QUITO – Ecuadorian police on Wednesday ousted dozens of Cubans who had camped out in a Quito public park and were demanding visas to travel to Mexico and, from there, to the United States.
Human rights activists said that the police move was performed with excessive violence and the Cubans were beaten and dragged away to buses and taken to an internment location where attorney Francisco Hurtado said that 104 people are being held.
Interior Minister Jose Serrano, meanwhile, told reporters that 63 people were arrested and none of them had authorization for the “public gathering” in the park.
Police Gen.

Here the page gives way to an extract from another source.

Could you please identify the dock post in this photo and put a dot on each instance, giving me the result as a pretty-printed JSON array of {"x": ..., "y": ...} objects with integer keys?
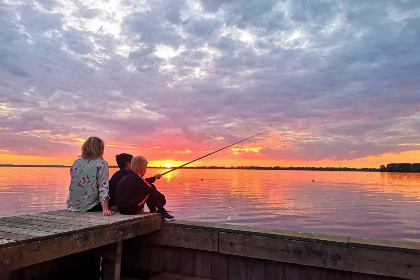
[{"x": 111, "y": 262}]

Ramiro Mantilla said that those Cubans lacking the proper documents to remain in Ecuador will be remanded to the proper authorities for “the judge to determine” what to do with them.
Hurtado told EFE that among the detainees are legal migrants – a fact confirmed by the Cuban Embassy in Ecuador – along with four children and a teenager who, evidently, suffered a broken arm.
He said that these people were “violently dislodged” from El Arbolito Park between 2:30 a.m. and 3 a.m. despite the fact that they had a municipal permit to remain there.
He also said that special police units with anti-riot vehicles participated in the operation and that the detentions were arbitrary, adding that authorities had not specified the motive for the move.
Television images showed the buses that transported the migrants to the detention center and the migrants themselves shouting “Help!”
“They are not asking to stay in Ecuador,” but rather to travel to the United States via Mexico and “they are asking to travel by air,” said Ecuadorian Foreign Minister Guillaume Long at a Quito press conference on Tuesday.
Regarding the migrants’ requests, Long said that the Ecuadorian government “cannot be participating in this illegal migration ... (or) be involved in people trafficking providing airplanes,” and he added that the Mexican government “has been very clear” in saying that it will not “authorize these visas.”